A home is only as strong as its weakest opening. The plan we build addresses every entry point in the home ignition zone, from the roofline down to the first five feet of ground, and your matched crew handles the work.
Open or large-mesh vents are one of the most common ways embers enter an attic and burn a home from the inside out.

Embers collect in valleys, edges and gutters, the places where roof debris ignites and carries fire to the structure.

The space beneath a deck traps embers and stored combustibles, turning an outdoor feature into an ignition trap.

Lower siding courses and combustible trim give surface fire a foothold against the structure.

Single-pane and large-pane windows can fail under radiant heat, opening the interior to flame and embers.

The noncombustible five feet against the wall is the single highest-impact area, because most homes ignite from embers landing close to the structure.

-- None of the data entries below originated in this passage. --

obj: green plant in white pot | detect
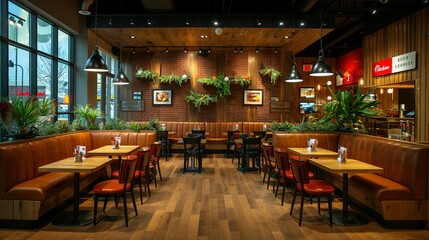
[319,87,382,131]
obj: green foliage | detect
[39,121,73,136]
[319,87,382,130]
[259,65,282,85]
[185,89,217,110]
[104,118,128,130]
[74,104,103,130]
[136,68,158,82]
[230,75,252,88]
[0,96,55,139]
[198,73,231,97]
[159,74,189,86]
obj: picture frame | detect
[152,89,173,105]
[299,87,316,98]
[243,89,264,106]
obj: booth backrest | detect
[0,131,92,199]
[273,132,340,151]
[206,122,243,138]
[338,133,429,200]
[91,130,156,148]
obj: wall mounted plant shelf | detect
[136,68,158,82]
[259,64,282,85]
[185,89,217,110]
[159,74,189,86]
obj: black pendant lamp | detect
[84,2,109,72]
[285,62,304,83]
[285,6,304,83]
[310,16,334,77]
[112,28,130,85]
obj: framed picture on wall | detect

Research from post-fire investigations across the wildland-urban interface consistently shows that the great majority of homes destroyed in wildfires ignite from embers and surface fire near the house, not from the radiant heat of the main fire front. That's good news: ember vulnerabilities are physical, specific and fixable. A house with screened vents, a clean Class A roof, a noncombustible five-foot perimeter and protected decks is dramatically more likely to be standing when you return.
Decades of bark-beetle mortality have left stands of dead, resin-rich timber across Colorado's high country. These fuels throw enormous volumes of embers far ahead of the main fire, sometimes more than a mile, which is exactly why the structure itself must be hardened. The same downslope wind events that drive Front Range fires also drive embers horizontally into soffit vents, deck gaps and gutters. And in Colorado Springs, Boulder County, El Paso County and the foothills, homes sit close together within the wildland-urban interface, so one ignited home throws embers at the next and neighborhood-scale hardening multiplies everyone's odds. We work to NFPA 1144 and Colorado State Forest Service guidance, and we align upgrades to the IBHS Wildfire Prepared Home standard so your work counts toward recognition, insurance discounts and grant reimbursement. Home hardening pairs best with defensible space around the property and a wildfire risk assessment to prioritize the highest-impact upgrades.
We walk the full home ignition zone, score vulnerabilities against NFPA 1144 and Wildfire Prepared Home criteria, and photograph every finding.
You get a written, prioritized plan that puts the highest-impact, lowest-cost items first, usually vents, Zone 0 and gutters before larger retrofits.
Your matched crew retrofits vents, installs gutter guards, addresses decks and siding, and clears the noncombustible perimeter to spec.
We deliver before/after photo documentation formatted for insurers, the Colorado tax credit and Wildfire Partners certification.
Colorado homeowners can claim a 25% state wildfire mitigation tax credit (up to $625 per year), and many qualify for CSFS cost-share grants and Wildfire Partners rebates. We itemize and document your project so it qualifies.
See Insurance & Grantsof qualifying home-hardening costs back as a Colorado income tax credit, up to $625 per year.
Colorado State Forest Service cost-share grants help offset ember-resistant retrofits and mitigation work.
Rebates for completing certified hardening actions, with need-based assistance available.
FAQ
Home hardening is upgrading the most ignition-prone parts of a house, vents, roof, gutters, decks, siding and the first five feet around it, so that wind-driven embers cannot find a way in. Embers, not direct flame, destroy the majority of homes lost in Colorado wildfires, so hardening targets those ember entry points.
Zone 0 is the noncombustible five-foot ember-resistant zone immediately around your home. Keeping it free of bark mulch, woodpiles, plants and combustible fencing within five feet of the wall is the single highest-impact step you can take, because most homes ignite from embers landing close to the structure rather than from the flame front itself.
Not always. Many Colorado homes already have a Class A roof covering. We assess the roof, the edges, valleys and gutters where embers collect, and recommend the most cost-effective path, which is often gutter guards, metal edge details and debris removal rather than a full replacement.
Yes. Insurers increasingly recognize ember-resistant retrofits and programs such as Wildfire Prepared Home. We photo-document every upgrade so you can submit it for non-renewal disputes, premium discounts, the Colorado wildfire mitigation tax credit and Wildfire Partners certification.
The crew we match you with replaces or retrofits attic, soffit, gable and crawlspace vents with 1/8-inch noncombustible metal mesh or listed ember-resistant vents. Open or large-mesh vents are one of the most common ways embers enter an attic and burn a home from the inside out.